A restricted groan whispers through the phone. I can imagine his face turning caramel to red and his cheeks puffing.
“Then you are weaker than I suspected. Weaker than your mother,” he hisses.
His words land like Phillip’s rock. Only my father’s aim is dead center.
I walk to the tree line near the back edge of campus, where we’re now forbidden from going. No more fields on Fridays. No more freedom. I brace my forehead on the nearest tree and suck oxygen in through my nose.
“You are weak and not worthy of the Kido name.”
“What?” I hiccup. “How is defending my friend weak? How?”
“Your friend should be able to defend himself,” he spits.
“Like Mom should have defended herself from the adults who abused her when she was a child?” I vomit back.
“What happened to your mother was in her past. She should have left it there.” My father hollers every word. The vibrations rattle around my brain, trying to make something of my already scrambled thoughts.
Several truths solidify.
Until Arlo deals with his past, it will always haunt him. It will always haunt us. I can’t push him to face it.

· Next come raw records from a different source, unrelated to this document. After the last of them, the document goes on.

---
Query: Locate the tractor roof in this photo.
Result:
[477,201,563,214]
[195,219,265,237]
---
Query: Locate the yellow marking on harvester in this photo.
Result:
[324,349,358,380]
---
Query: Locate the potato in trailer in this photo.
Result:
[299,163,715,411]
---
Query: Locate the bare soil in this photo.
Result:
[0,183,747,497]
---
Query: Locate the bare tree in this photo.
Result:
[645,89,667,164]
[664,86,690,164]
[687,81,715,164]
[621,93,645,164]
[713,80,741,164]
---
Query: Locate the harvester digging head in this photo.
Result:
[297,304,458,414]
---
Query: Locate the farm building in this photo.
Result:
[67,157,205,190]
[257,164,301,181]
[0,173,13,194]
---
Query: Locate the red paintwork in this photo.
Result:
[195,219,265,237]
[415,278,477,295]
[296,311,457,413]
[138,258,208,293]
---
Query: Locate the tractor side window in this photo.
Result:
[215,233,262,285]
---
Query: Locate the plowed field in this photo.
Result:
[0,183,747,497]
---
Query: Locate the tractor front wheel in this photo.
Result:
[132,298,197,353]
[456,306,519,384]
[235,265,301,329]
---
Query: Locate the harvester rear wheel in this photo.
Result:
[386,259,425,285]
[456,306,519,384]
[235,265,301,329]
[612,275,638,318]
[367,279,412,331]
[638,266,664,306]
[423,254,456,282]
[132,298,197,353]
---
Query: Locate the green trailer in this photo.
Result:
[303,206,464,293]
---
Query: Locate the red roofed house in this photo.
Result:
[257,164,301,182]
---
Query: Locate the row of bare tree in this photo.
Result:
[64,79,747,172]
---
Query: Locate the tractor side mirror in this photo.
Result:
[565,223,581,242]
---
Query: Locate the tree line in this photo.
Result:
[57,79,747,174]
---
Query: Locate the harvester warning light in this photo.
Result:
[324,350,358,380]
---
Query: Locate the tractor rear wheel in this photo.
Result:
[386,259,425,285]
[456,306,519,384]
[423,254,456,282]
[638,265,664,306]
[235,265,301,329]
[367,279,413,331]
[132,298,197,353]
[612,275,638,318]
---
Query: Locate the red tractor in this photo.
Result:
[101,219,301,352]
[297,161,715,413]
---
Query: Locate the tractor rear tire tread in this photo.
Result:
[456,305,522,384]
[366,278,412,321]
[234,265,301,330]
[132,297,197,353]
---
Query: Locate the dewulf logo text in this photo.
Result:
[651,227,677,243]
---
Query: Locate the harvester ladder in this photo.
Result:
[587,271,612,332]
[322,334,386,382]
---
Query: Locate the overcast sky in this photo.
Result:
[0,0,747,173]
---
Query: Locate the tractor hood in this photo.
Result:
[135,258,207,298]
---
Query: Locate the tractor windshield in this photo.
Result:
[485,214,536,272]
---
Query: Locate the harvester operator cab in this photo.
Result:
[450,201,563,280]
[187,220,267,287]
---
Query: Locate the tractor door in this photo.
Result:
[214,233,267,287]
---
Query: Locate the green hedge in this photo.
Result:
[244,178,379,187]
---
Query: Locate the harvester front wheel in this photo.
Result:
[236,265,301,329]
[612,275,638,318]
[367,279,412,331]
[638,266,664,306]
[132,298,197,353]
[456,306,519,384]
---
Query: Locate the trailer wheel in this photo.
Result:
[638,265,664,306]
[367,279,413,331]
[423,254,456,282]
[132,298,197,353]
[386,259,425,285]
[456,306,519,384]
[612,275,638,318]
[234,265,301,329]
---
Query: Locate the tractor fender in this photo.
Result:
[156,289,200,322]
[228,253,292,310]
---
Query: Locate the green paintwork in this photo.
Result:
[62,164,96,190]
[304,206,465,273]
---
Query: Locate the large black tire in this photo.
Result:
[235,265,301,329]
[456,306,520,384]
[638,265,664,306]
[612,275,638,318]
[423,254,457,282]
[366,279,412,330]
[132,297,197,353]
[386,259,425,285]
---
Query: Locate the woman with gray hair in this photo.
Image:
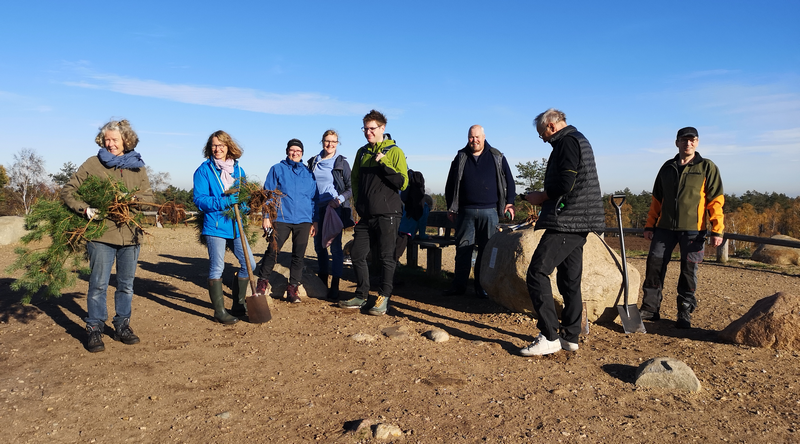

I can’t face it for him.He has to take the steps himself. All I can do is be there for him when he does. If he does.
Tears slick my cheeks.
My father reverts to Japanese.“Leave Arlo Judge behind. Leave your mother behind. Become the Kido man you are meant to become.”
“Kesshite. Never,” I growl through my tears.
“Then you are not my son,” my father bellows.
My heart constricts. Even though we’ve never been particularly close, he’s the only family I have left. If he disowns me, his parents will disown me too. I want to start this conversation over. I want a redo so we don’t end up here. I want so much, but only one outcome has consequences I can live with.
I won’t lie to my dad. I won’t forget my mother. I won’t abandon Arlo.
“Then I am not your son.”
In truth, I had never been my father’s son. Not one he was proud of. I was always my mother’s child. Even when I let her down, she was never disappointed in me.
In the past few years, I’ve grown into a man I am proud of. I don’t need this man to do it for me. I hang up on the man who both gave and tainted my life, resolved to never speak to him again.
I would do it for Arlo, but I do it for me.